Though the likes of 'Abyss' (which sounds like Justified-era Justin Timberlake, coming on like a companion piece to 'Cry Me A River'), 'Florida University', the sprawling 'February Love' (which might have been what Axl Rose had created instead of 'November Rain' were he into minimal R&B rather than stadium bombast), and 'Panties to the Side' (which, with its opening call of "Let me fuck you baby" sounds like a less unhinged but no more restrained Ying Yang Twins) are all fantastic, it's 'Yamaha' which stands out by quite a distance. As Ryan Dombal recently noted "Calling out The-Dream for ripping off Prince is like calling out LCD Soundsystem for ripping off Bowie. It misses the point." Nash is making no effort to hide his inspirations, but rather filtering them into his own work, turning the blueprints laid down by his musical forefathers into creations of his own. It's like the Hold Steady and Bruce Springsteen: it may sound incredibly similar, but it's not plagiarism. It's a genuine love for an outstanding catalogue of work, an homage to a much admired artist and a natural outpouring for someone who has clearly consumed so much by that one person or band that they can't help but sound like them. It's like going to a great restaurant and then going home and trying to recreate the dish: you're never going to do it perfectly, but you'll put your own spin on it, do something a little different and in the process create something just as good or even better than what inspired you in the first place. To put it more simply, 'Yamaha' is the best Prince song Prince never wrote, something at least on a par with his 80's output, and perhaps better even than that.

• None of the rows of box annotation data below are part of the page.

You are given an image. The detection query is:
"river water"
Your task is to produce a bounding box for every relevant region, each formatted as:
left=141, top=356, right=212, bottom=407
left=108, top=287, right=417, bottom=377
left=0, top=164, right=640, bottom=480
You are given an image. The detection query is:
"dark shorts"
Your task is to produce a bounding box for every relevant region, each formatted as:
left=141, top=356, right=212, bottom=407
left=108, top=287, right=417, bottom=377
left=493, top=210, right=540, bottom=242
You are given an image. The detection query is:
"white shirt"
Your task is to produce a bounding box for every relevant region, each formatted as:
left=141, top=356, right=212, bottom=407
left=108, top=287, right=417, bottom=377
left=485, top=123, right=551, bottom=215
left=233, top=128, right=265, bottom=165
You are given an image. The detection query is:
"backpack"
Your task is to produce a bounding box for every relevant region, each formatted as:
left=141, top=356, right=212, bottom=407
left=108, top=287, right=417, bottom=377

Love King is an album which documents the next step on Nash's path to world domination, a set with very few missteps and a few moments of genuine brilliance which set him so far apart from those around him it's hard to see them ever catching up. It's like watching Usain Bolt leave everyone else trailing: those he's racing against might be world class, but technically they're not even in the same league. Nash is reinventing his chosen genre with every step he takes, pushing boundaries in bold new directions and improving on the templates left for him by his illustrious predecessors. Love King is so effortlessly natural and elegant, so richly detailed and finely tuned, a proper Album with a capital A flowing from start to end, that's it hard to imagine where he might go next. But wherever it might be, you always get the sense that there'll be a long queue behind him, reaching out yet still getting nowhere near.